Volume X - Sufi Mysticism
Shamsuddin Muhammad Hafiz
The name of Hafiz is well known to everyone interested in the poetry of Persia because among the Persian poets, Hafiz is unique in his depth of thought and the excellence of the symbolism with which he expresses his thoughts and philosophical ideas.
There was a time when a deep and independent thinker had great difficulty in expressing his thoughts. Although this has not entirely changed, there does seem, in some ways, to be much more freedom of expression in this age. In ancient times when anyone expressed his thoughts freely about life and its hidden law, about the soul, God, creation and manifestation, he met with great difficulties. The chief difficulty was that the government was in the hands of various religious authorities, and under their rule, the principles of exoteric religion prevailed.

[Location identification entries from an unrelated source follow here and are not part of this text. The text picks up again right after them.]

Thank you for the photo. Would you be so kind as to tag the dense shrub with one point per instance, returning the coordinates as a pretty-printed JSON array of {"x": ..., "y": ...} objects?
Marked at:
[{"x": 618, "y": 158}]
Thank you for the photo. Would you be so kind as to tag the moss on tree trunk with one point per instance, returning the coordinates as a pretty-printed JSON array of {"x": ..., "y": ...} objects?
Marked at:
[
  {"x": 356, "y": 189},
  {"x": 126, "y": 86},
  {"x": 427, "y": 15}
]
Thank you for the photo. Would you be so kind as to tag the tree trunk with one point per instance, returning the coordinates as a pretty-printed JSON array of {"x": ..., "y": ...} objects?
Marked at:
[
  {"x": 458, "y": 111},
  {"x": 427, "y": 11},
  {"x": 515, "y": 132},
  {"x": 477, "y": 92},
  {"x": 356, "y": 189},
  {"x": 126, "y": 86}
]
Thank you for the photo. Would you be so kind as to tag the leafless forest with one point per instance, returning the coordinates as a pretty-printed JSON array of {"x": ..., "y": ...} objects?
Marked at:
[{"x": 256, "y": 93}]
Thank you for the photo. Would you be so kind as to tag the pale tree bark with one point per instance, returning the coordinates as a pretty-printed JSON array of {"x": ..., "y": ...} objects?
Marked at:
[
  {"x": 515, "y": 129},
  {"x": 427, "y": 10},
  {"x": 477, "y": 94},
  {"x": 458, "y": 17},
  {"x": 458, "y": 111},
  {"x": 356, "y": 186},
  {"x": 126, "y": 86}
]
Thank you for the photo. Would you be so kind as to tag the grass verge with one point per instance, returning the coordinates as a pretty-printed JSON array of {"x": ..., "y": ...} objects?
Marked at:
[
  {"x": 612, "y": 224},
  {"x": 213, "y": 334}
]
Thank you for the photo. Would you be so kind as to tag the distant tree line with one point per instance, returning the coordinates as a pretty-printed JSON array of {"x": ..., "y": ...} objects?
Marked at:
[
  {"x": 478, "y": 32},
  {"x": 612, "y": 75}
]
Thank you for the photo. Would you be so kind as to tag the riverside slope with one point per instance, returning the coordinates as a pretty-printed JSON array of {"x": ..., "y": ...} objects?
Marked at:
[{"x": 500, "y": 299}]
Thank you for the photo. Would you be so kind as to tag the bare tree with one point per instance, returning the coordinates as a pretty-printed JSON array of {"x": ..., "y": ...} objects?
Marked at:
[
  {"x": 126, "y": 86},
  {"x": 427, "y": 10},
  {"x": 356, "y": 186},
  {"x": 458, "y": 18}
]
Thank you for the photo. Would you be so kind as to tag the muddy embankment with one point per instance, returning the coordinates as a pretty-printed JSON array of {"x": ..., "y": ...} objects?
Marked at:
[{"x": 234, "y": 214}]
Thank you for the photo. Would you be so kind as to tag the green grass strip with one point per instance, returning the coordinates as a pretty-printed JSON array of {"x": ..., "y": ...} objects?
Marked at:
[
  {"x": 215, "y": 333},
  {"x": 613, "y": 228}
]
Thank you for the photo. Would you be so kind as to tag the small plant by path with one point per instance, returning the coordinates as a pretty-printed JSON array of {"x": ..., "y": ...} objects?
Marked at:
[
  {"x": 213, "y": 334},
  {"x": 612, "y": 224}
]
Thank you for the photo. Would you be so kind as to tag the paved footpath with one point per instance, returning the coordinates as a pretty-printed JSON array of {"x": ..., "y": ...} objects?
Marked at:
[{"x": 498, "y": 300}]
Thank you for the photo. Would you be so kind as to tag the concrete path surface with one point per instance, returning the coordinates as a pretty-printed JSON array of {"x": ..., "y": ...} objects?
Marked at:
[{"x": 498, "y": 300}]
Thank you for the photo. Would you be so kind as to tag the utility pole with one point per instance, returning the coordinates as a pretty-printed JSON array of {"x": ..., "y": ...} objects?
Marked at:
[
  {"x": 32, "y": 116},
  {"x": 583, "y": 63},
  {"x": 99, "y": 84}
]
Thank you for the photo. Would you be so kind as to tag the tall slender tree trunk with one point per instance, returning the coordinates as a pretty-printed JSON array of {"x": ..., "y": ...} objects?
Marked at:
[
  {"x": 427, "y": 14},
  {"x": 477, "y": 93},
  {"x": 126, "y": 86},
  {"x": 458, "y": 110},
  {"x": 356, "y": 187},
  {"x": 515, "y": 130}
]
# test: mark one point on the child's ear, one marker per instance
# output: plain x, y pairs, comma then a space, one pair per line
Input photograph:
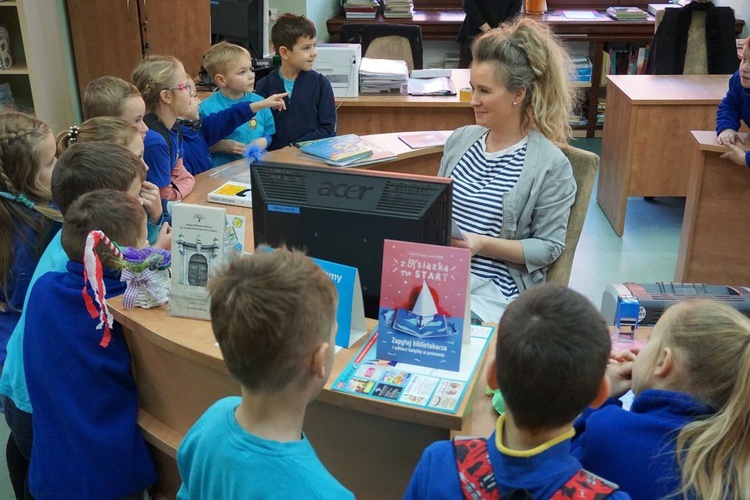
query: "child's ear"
664, 362
318, 364
220, 80
492, 374
602, 394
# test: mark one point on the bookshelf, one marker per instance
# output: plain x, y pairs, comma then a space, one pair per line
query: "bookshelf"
39, 76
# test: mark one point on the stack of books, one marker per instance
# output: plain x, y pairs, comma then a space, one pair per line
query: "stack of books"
383, 76
400, 9
361, 9
627, 13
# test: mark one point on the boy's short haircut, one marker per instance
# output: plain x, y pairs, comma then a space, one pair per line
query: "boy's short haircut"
105, 96
268, 312
289, 28
218, 57
553, 347
117, 214
93, 165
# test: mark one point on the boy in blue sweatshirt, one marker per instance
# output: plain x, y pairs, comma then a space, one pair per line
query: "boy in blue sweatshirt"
231, 68
274, 317
552, 350
87, 443
735, 107
311, 110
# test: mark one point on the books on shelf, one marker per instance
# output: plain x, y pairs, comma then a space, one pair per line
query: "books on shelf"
232, 193
418, 140
627, 13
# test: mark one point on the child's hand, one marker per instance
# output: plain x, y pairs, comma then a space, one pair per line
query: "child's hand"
151, 200
164, 238
735, 153
228, 146
275, 101
729, 136
620, 373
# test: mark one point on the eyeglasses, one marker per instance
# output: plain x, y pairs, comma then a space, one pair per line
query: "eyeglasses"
187, 87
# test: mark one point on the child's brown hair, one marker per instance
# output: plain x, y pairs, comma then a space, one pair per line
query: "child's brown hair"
94, 165
268, 311
117, 214
104, 96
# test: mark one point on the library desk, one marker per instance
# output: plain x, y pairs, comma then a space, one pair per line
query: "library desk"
646, 144
371, 446
715, 239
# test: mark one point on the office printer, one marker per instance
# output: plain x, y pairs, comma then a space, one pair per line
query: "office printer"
340, 63
654, 298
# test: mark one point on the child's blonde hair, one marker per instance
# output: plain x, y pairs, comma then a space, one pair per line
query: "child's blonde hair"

Therefore, those who sought attainment through the esoteric side of philosophy always had difficulty in speaking to people about it. Many were persecuted. They were stoned, they were flayed, they were put to death in different ways. All sorts of punishments were inflicted upon them. Because of this, the progress of humanity was retarded. Today we no longer see this; nevertheless, the limited attitude of the human mind in regard to religious and philosophical questions is to be found in all ages. The Sufis, by the help of meditation, found the source of knowledge in their own hearts; but it was very difficult to give to the world in plain words what little they could explain of the truth. No doubt the truth cannot be spoken of in words, yet those gifted with poetic and prophetic expression have always had the inclination and tendency to express what their souls experienced.

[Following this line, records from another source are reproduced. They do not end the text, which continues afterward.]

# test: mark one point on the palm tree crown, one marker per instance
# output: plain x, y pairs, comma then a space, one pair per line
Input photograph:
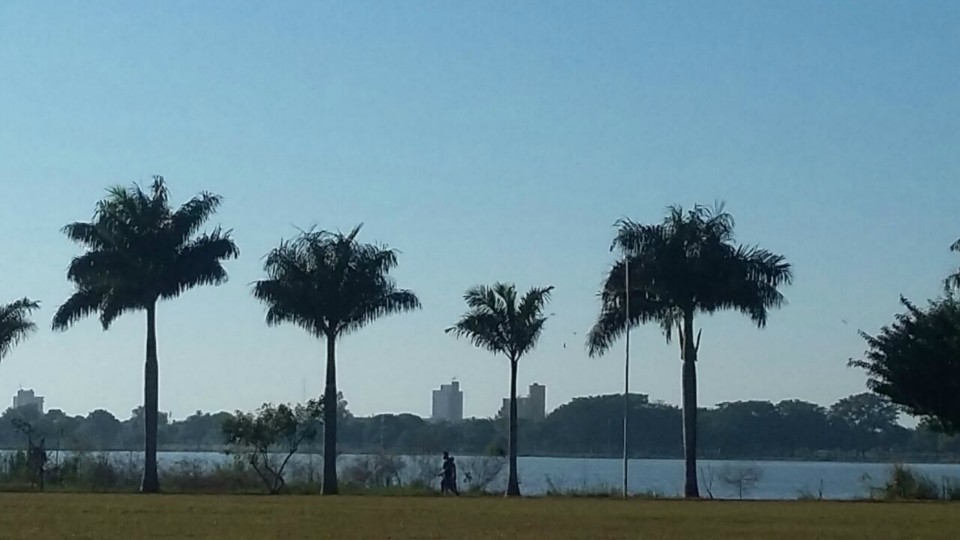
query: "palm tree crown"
15, 323
686, 264
139, 251
499, 323
331, 285
502, 323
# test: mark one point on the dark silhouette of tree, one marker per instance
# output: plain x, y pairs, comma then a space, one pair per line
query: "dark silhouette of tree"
504, 324
331, 285
15, 323
915, 362
268, 438
866, 421
686, 265
954, 279
138, 252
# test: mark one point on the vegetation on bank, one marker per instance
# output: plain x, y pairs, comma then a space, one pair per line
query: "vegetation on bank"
138, 251
861, 427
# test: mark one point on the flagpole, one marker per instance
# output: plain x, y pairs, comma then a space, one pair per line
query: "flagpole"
626, 372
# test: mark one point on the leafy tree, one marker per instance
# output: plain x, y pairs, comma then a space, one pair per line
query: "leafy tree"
101, 428
272, 430
331, 285
502, 323
870, 420
138, 252
684, 266
15, 323
915, 362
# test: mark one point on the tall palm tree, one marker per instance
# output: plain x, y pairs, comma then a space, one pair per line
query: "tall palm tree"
331, 285
15, 323
954, 279
682, 267
138, 252
503, 324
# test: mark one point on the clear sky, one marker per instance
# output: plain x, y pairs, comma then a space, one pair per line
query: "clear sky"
486, 141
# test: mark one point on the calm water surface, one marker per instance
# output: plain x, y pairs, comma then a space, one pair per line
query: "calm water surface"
777, 479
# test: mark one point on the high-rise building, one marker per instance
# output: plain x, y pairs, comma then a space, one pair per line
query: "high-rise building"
530, 407
27, 398
448, 403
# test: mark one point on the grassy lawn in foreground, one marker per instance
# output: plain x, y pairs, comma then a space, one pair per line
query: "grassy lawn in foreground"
107, 517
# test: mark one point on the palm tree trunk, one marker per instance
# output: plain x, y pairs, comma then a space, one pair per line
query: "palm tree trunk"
330, 486
151, 384
690, 487
513, 483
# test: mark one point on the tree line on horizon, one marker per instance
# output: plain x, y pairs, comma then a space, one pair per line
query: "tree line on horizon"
139, 251
858, 427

Hafiz found a way of expressing the experiences of his soul and his philosophy in verse, for the soul enjoys expressing itself in verse. The soul itself is music, and when it is experiencing the realization of divine truth, its tendency is to express itself in poetry. Hafiz, therefore, expressed his soul in poetry. And what poetry! Poetry full of light and shade, line and color, poetry full of feeling. No poetry in the world can be compared to that of Hafiz in its delicacy. Only the fine soul who has a subtle perception of light and shade expressed in words can grasp the meaning of the illumination of the soul. Nevertheless, the words of Hafiz have won every heart that has listened. Even those who do not wholly understand them are won by their rhythm, charm and beauty of expression.
In the East, the Persian language is considered to be the most delightful of all for poetry. It is soft, it is expressive, and its expression is tender. Every object has perhaps 10 names for the poet to choose from, and the slightest thought can be expressed in some 20 different ways according to the poet's choice.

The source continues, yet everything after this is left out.